We are on the freeway now, heading out towards the airport and beyond that, Khayelitsha. I am being introduced to the clinic – and vice versa. A concrete fence shields the road from the huts behind. I notice one spot where a few posts have been removed creating a gap. A gap just big enough – it would seem – for a cow. For tethered by a rope a few metres from the road two cows stand grazing on what little grass grows on the verge, untroubled it would seem by the vehicles hurtling past at 130 kilometres an hour. We leave the freeway and few minutes later and follow the road into the township. The central reservation is beautifully landscaped with palm trees, rocks and scrub. It leads to a gleaming new building that looms incongruously among the tumbledown shacks. “Visitor Centre”, a sign proclaims, a heritage of the World Cup and the tourist interest in township life. Rachel points out landmarks to help me find the clinic when I come on my own.
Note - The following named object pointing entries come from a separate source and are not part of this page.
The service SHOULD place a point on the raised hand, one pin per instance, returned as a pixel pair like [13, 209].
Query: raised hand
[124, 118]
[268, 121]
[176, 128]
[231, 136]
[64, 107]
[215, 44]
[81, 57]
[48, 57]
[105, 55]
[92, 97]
Turn right after the shipping container that has been turned into a hair salon, go through the next “Stop” sign and then turn right at the BP garage, NOT the Caltex garage. The clinic is after the Shoprite store.
“I would come a few times with someone else before you make the journey alone,” she says to my alarm.
“Why?” I say nervously. “Is it dangerous to come alone?”
“Hmm? Oh. No. But you might get lost.”